Out of Control

I grew up out of control: impulsive, compulsive, easily distracted, overly talkative, impatient, a daredevil, and often interruptive. Why? Because I have ADHD.

I have never been diagnosed with Attention Deficit Hyperactivity Disorder by a professional, but there is no doubt that I am ADHD. I knew I was ADHD before I had ever heard the term. I knew from an early age that I could not control myself. I exhibited all of the characteristic attributes of an ADHD child.

My impulsiveness often got me into trouble. People might tell an ADHD child that they need to act before they think, but the truth is that most ADHD children think so quickly that they are 20-30 steps ahead of a non-ADHD person sometimes known as a neurologically typical person or simply NT. It is not that an ADHD child is not thinking, it is that they have thought of so many things that they often cannot process all of that information in time to prevent them from doing something that may be inadvisable.

Not only am I impulsive, but I was also a daredevil. This led to many moments where I knew without a doubt that my actions would be punishable, but I just did not care. There was a thrill in trying something that my mind found intriguing. Fortunately, I was smart enough not to try drugs even though many of my friends in the 70s went beyond temptation. A true daredevil cannot be talked into doing something by others.

Add to the impulsiveness and the daredevil attitude the immense disdain for authority and it is a miracle that I survived childhood. My father was a naval officer from head to toe. I decided early in life that I lived with a very commanding person, so I was not going to allow others tell me what to do. My rebellious streak turned into a sense of mistrust. In general, people have to prove to me that I can trust them. Once they do anything to break that trust, it is doubtful that I will ever trust them again.

I credit my survival to three things: God, Diet Coke, and being the youngest. I am certain that without my love for God and His love for me, my life would have taken on a much different course. Looking back on my life, I can see God's hand leading and directing me through many obstacles and pitfalls. God broke through my anti-authority views as I learned to totally submit to His authority.

When I was a child, very few people were diagnosed with ADHD, and if they were, they rarely were given medication to help them cope. Now doctors will prescribe stimulants for ADHD because they have discovered that stimulants have the opposite effect on someone who is ADHD. That is why coffee, or any caffeine, will actually calm some people.

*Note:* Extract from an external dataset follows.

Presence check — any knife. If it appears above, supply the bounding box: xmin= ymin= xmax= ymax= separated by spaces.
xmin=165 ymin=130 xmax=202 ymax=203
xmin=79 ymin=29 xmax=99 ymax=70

While caffeine can help, sugar on the other hand is detrimental. Sugar seems to increase the worst aspects of ADHD.

Fortunately I discovered Diet Coke as a young teen. Many non-diagnosed ADHD people will begin to self-medicate themselves with drugs or alcohol. Without realizing what I was doing, I began to self-medicate with what is perhaps the least damaging drug: caffeine. As I got older I started drinking coffee and hot tea as well. Without the caffeine I will start to feel uncontrollable energy surging through my body. That feeling is compounded exponentially with sugar. That is why I avoid many sugary snacks and drinks. I do not even use them for a little extra shot of energy, because I do not like the feeling of being out of control.


Another unexpected blessing was being the youngest in my family. I never thought that being the youngest was any good while I was a child. My sister and brother got to do everything before I did. They rarely wanted me to hang around them because I was younger than them. But being the youngest allowed me the opportunity to observe them. I saw the things they did and the punishments or rewards that accompanied those actions. I learned how to be more covert and sneaky than they were. I also learned what not to do because I could learn from their experiences.

I get annoyed when I hear people comment about how ADHD children just need to be spanked more often or make a claim that ADHD does not exist. They do not know what they are talking about. I also get annoyed when parents want to medicate their ADHD child into submission. We chose to use medication to assist our children, but we wanted them to continue to be the same energetic, curious, bright-eyed boys. We just wanted to help them be able to control themselves a little.

I guess in closing I will say this: If you ever find me to be too talkative or too impulsive or interrupting conversations too much or distracted too much, just give me some Diet Coke. And a cookie. I like cookies. Peanut butter cookies. Or Snickerdoodles. I really like snickerdoodles.